The End of Mob Rule on the Internet in China? Hardly
Posted on September 3, 2008
Filed Under China Internet, China Law, Security |
Shanghai Daily reports:
THE “Human flesh search engine” - the idea of mobilizing thousands of individuals to dig out facts and expose them publicly - may no longer be a fun game to play as a draft amendment now bans government staff from seeking and publicizing private information.
Several high profile scandals in China had seen the online vigilantes of the “human flesh search engine” engaging in what amounted to cyber lynchings of individuals and their reputations.
In the draft amendment submitted to the country’s top legislature last week, government staff face from one to six months in a detention center or three years’ in jail for the most serious cases.
“The amendment has focused on individual interests, which is a big change and a giant step forward in protecting personal information,” said Liu Renwen, professor of law at the Chinese Academy of Social Sciences.
…The existing law only bans staff in the post office from hiding, or dumping mail and telegrams.
The new amendment extends the scope of the application and is a positive move to meet the demands of citizens in an evolving society, said Li Han, a law graduate from Beijing Normal University.

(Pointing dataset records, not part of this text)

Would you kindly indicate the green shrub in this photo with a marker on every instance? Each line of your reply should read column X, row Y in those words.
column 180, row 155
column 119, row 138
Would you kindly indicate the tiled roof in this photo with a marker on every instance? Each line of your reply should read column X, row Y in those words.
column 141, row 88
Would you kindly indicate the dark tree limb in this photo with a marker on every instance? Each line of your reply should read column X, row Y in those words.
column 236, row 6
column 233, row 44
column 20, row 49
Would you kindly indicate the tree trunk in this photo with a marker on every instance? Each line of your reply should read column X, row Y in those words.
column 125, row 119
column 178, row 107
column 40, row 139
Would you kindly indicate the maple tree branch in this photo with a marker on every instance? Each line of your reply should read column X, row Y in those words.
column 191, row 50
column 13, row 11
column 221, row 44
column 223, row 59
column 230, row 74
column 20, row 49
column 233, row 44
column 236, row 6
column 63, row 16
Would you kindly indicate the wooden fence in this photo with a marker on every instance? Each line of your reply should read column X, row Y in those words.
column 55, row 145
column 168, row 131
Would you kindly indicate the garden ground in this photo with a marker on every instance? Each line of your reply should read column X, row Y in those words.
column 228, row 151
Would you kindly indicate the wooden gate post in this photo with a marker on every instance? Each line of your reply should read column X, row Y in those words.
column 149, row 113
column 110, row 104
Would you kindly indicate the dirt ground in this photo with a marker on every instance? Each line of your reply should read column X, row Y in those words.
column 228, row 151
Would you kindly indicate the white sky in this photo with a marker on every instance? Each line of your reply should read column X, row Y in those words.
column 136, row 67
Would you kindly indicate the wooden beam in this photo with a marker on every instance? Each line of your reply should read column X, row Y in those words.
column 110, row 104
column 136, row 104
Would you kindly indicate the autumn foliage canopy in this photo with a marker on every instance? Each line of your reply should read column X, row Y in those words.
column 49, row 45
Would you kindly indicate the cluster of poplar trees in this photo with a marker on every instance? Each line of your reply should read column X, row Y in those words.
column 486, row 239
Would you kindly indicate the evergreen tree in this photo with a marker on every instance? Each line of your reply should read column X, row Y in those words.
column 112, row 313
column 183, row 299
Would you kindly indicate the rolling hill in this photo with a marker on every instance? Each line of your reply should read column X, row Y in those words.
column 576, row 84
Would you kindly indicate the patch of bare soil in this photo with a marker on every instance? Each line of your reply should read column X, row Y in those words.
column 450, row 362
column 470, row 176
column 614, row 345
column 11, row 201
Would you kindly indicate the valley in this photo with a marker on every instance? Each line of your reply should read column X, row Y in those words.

The “human flesh search engines” (sadly not as naughty as it sounds) are self-appointed judges, juries and executioners of their victims. Their targets are people, usually seen on the internet, who have done something objectionable, or have displayed extraordinary insensitivity, or are deemed to have done something vaguely anti-Chinese or anti-China.
In BBSs and forums they post all the information they can find about the victim. Generally they find out quite a bit: where someone works, lives, their telephone number, email, etc., etc. Then they hound and harass the unfortunate.
It’s an interesting internet phenomena, a shared vehicle for retribution. Not only do its participants bring justice to the unjust, it’s a collaborative, mutually affirming process. And it works, victims have gone into hiding because of it. It’s a heady, addictive brew. No wonder it caught the government’s attention.
The law that is under consideration (at least how Shanghai Daily describes it), has little to do with the vigilantes. It’s designed to punish government employees who reveal private data. This may be some kind of indicator of the participation of those government employees in human flesh search engining, but no one really knows.
But the law will do little to control the compilation of data by private companies. The article gave an example of a woman who felt harassed by a gym where she registered, but didn’t join. The law will do nothing to help her.
Nor will the law do anything to stop the theft and commercialization of data. Poorly secured data in hospitals has been stolen and government databases have been hacked.
In China’s rush to be e-everything or i-marketed mountains of data have been formed. They are poorly secured (if at all) and their are no guidelines on the management and retention of that data. It’s ripe for abuse, either by the online mob or data-mining companies.
The same personal data management problem can be found, to varying degrees, everywhere. What’s interesting is that the human flesh search engines seem to be a uniquely Chinese experience, at least in their virulence and prevalence. The government has made a small step to securing private data, but it is missing the larger point: vigilantism is a response to a perceived gap in meting out justice. Personal privacy considerations aside, this is a symptom of a bigger social issue.
I wonder what the government is going to do about that?